Le Théâtre de la Ville accueille en son site des Abbesses le nouveau spectacle d’Émilie Anna Maillet, créé en 2024 à Grenoble. Une pièce sur l’adolescence qui peine à renouveler ce qui est devenu un genre théâtral à part entière.
Une fête d’adolescent·es avec ses rapprochements, son alcool et ses vidéos prises « en soum-soum » : tel est le point de départ du spectacle d’Émilie Anna Maillet présenté au Théâtre de la Ville – Les Abbesses. Avec, bien entendu, comme fil dramaturgique principal, ces vidéos clandestines, qui échappent à leur auteur, créent des rumeurs et recomposent les amours et les amitiés. La vie adolescente, semble nous dire ce spectacle, est entièrement déterminée par les téléphones portables et les réseaux sociaux.
Un tel présupposé ne relève pas franchement, on en conviendra, de la découverte.
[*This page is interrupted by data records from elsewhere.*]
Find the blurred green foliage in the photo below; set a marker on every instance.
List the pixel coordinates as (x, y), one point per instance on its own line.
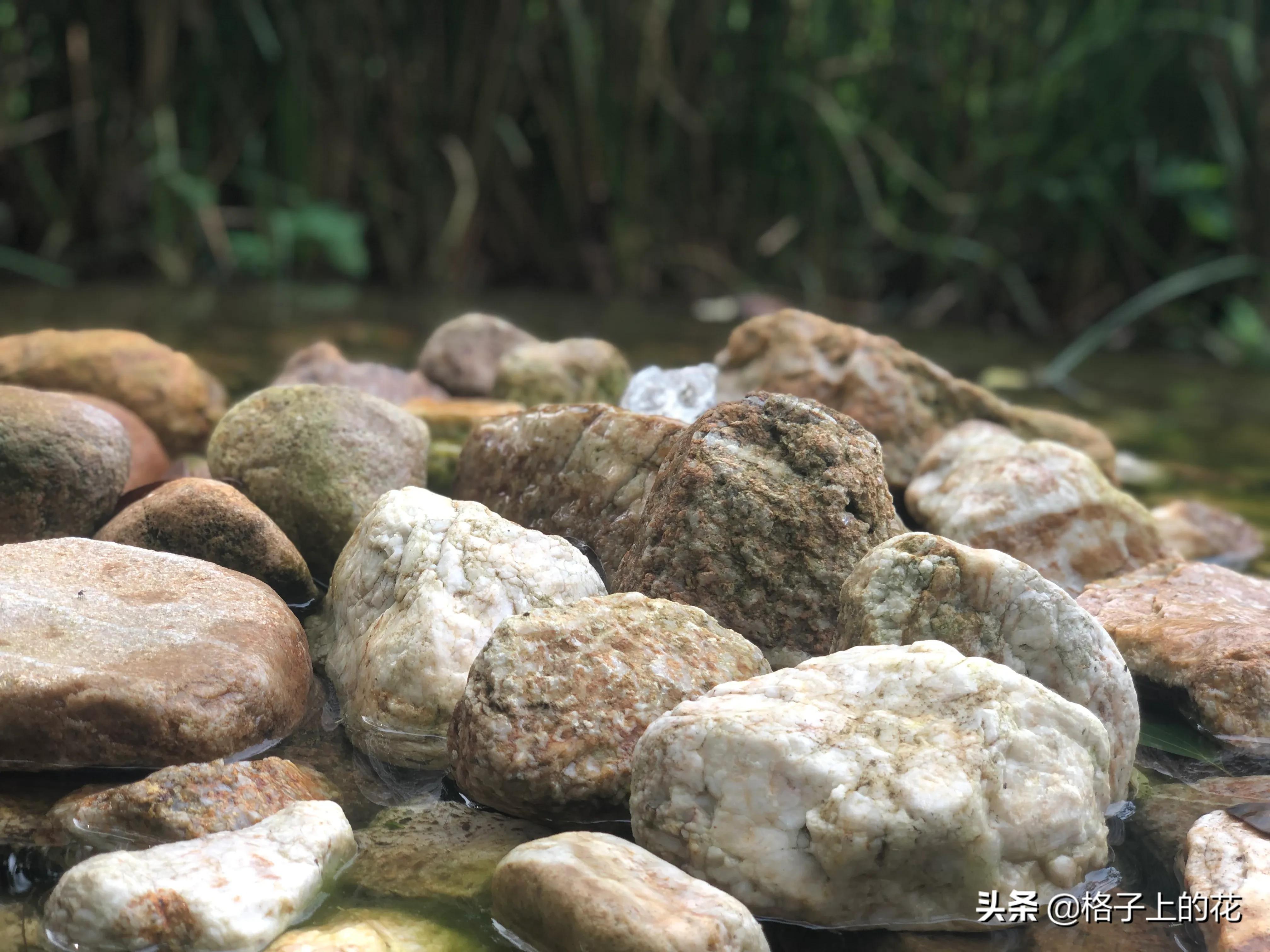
(1011, 161)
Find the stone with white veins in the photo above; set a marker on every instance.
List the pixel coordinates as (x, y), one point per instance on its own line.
(683, 393)
(226, 893)
(987, 604)
(883, 786)
(416, 596)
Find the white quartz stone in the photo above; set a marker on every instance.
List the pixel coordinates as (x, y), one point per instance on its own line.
(226, 893)
(878, 786)
(416, 594)
(683, 394)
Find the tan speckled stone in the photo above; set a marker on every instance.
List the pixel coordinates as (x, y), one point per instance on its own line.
(558, 697)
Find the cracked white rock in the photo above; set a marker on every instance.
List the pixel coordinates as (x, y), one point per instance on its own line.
(581, 892)
(416, 596)
(1039, 501)
(225, 893)
(983, 602)
(683, 393)
(1226, 856)
(879, 786)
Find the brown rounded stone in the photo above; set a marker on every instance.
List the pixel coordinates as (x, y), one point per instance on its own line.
(176, 398)
(760, 512)
(117, 657)
(213, 521)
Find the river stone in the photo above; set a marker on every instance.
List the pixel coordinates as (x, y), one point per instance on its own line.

Le choix de la metteuse est de sortir cette omniprésence de TikTok et Instagram de sa seule dimension thématique pour en faire l’élément central de ses dispositifs spectaculaire et scénographique : le public est appelé, au début de la pièce, à cliquer sur un QR code pour suivre en direct les confidences numériques de l’un des personnages, avant que l’ensemble du plateau ne soit recouvert d’écrans et de tulles multiples sur lesquels sont projetés, dans une esthétique empruntée au jeu vidéo, les fils d’actualité des ados. Ce choix scénographique n’est toutefois, lui non plus, pas très original, comme en témoigne le précédent _jeanne_dark_ de Marion Siefert en 2020.
Autre point incontournable des spectacles sur l’adolescence contemporaine : la volonté des adultes qui les créent de montrer qu’ils et elles maîtrisent la sacro-sainte langue des jeunes. Mais, à trop vouloir user des termes chéris par les ados d’aujourd’hui, on risque fort d’en faire un usage excessif, dans lequel aucun·e lycéen·e ne se retrouverait. To like or not n’échappe pas à la règle : les dialogues perdent en justesse ce qu’ils gagnent en monstration de virtuosité argotique.
Cette surabondance d’images et de « parler-jeune » crée une saturation qui fait perdre au public le fil dramaturgique. On l’aura compris, les ados s’embrassent, couchent ensemble, se déchirent, se harcèlent et se réconcilient. Est-ce vraiment le propre de la jeunesse d’aujourd’hui ? La violence scolaire a-t-elle attendu les réseaux sociaux pour s’exprimer ? Le spectacle d’Émilie Anna Maillet brasse beaucoup de choses, trop de choses, sans en proposer rien de neuf, à part peut-être la lassitude du public, vite perdu. L’installation immersive précédant le spectacle, Crari or not, qui invite les spectateurs et spectatrices à se coiffer d’un casque de réalité virtuelle pour vivre la fameuse fête à l’origine de toutes ces dissensions souffre des mêmes écueils. Certes, le public aura vécu la soirée à travers les yeux et les oreilles de l’un·e des ados, mais n’y aura rien appris qu’iel ne savait déjà.
To like or not, Émilie Anna Maillet, Théâtre de la Ville – Les Abbesses jusqu’au 15 février.